Any improvements the provider agrees to make in response to the complaint will be documented and shared with all parties. We may check with the provider later to confirm these improvements have been made. If no resolution is reached we may be unable to assist further. The complaint may also be considered for investigation.
As with formal resolution, the conciliation process involves a series of documented steps with the goal of resolution. However, in the conciliation process, all discussions are privileged and confidential. This means all information or documents obtained in this process cannot be discussed outside the process, and cannot be used in any future legal proceedings. Conciliation encourages open and frank discussion of the issues in the complaint. These complaints are typically resolved in less than 12 months, but may take longer.
At any stage we may choose to investigate a complaint. An investigation is a formal and detailed examination, often used in handling large or highly complex matters. We may investigate public and private organisations as well as individual practitioners.

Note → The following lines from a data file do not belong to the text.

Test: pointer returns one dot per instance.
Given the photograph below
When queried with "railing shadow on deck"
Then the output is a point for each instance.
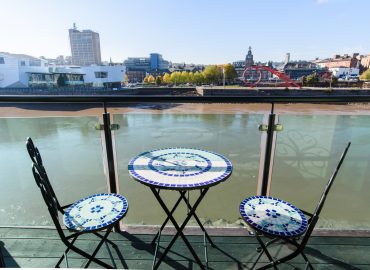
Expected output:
(10, 262)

While investigating a non-registered practitioner, we may issue an interim order prohibiting them from delivering all or part of a service. A final prohibition order may then be issued following investigation, if appropriate to do so. Non-registered practitioners are those not regulated under the national scheme by the Australian Health Practitioner Regulation Agency. Following an investigation into a registered or non-registered practitioner, we may issue a public warning statement to alert people to serious risks to their health, life, safety or welfare.